The Act is a 2016 law that sets the stage for levying sanctions against individuals responsible for human rights violations.
The threat of such sanctions could be an important tool to protect journalists across the globe, the panel said. That is, they emphasized, if the U.S. is actually willing to take action, something that has appeared increasingly unlikely in the Khashoggi case.
Media stories have reported that Khashoggi was murdered last October after entering the Saudi consulate in Istanbul, Turkey. As details continue to emerge, suspicions have grown that Saudi Prince Mohammad Bin Salman Al Saud played a key role in the journalist’s death.
“Could a future administration bolster the deterrent effect by making clear publicly and in advance that those responsible for gross violations of human rights targeting members of the press … could face consequences for their actions? Yes, that’s conceivable,” Rob Berschinski, the senior vice president for policy at Human Rights First, said.
Although, Berschinski noted, there is little reason to be optimistic.
The panel discussion, centered on the use of sanctions to protect reporters and moderated Congressional Quarterly foreign policy reporter Rachel Oswald, came just days after the White House signaled it is unwilling to confront Saudi leadership, members said.
Under the terms of the Senate-mandated investigation, the Trump administration had 120 days to compile a report on who was responsible for Khashoggi’s death, but the deadline arrived on Friday and the administration offered few answers, the panel noted.
The White House issued a statement that President Donald Trump “maintains his discretion to decline to act on congressional committee requests when appropriate.”
Secretary of State Mike Pompeo released a letter to the Senate detailing sanctions the administration had previously taken against 17 Saudi nationals implicated in the journalist’s murder, but declined to address Mohammad Bin Salman’s involvement.
The responses stand in stark contrast to an assessment from the U.S. intelligence community reportedly concluding that the Saudi prince likely ordered Khashoggi to be killed, the panel said. They do, however, echo Trump’s public warnings that harsh action against the Saudi government could hobble the U.S. economy,
Courtney Radsch, the Committee to Protect Journalists’ advocacy director, said the administration’s reaction poses immediate concerns, but leaves an opening for lawmakers to pick up the slack.
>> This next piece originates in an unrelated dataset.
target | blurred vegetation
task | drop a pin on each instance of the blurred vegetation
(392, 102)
“The fact that the Trump administration decided not to reply with any meaningful information on Friday sends a very dangerous and negative signal,” Radsch said. “I think we’re going to hear from Congress and I’d be interested to know what the next steps from Congress are to hold Jamal Khashoggi’s murder and the mastermind accountable.”
Rep. Tom Malinowski (D-N.J.), a member of the House Foreign Affairs Committee, concurred, adding that it appears the White House may have broken the law by ignoring Congress’ request.
“This is, in my opinion as a member of Congress, an example of the executive branch defying the law. They would rather defy the law than offend Saudi Arabia,” Malinowski said.
Now, he added, Congress may be motivated to pass legislation that would require sanctions rather than leaving the decision in the hands of the president.
While the panel acknowledged that consistently enforced U.S. sanctions would be effective, they also agreed that more can certainly be done, especially on the world stage.
In some cases, Berschinski, said, that effort is already well underway, including related laws in Canada, the United Kingdom and some Baltic states.
Considering Europe’s proximity to dictatorial regimes, Radsch pointed out that the European Union passing a law similar to the Magnitsky Act could be particularly beneficial.
“If we’re talking about protecting journalists in countries that lack any sort of protection for journalists, lack due process and lack any sort of respect for press freedom, I think we’re going to have to look externally,” Radsch said.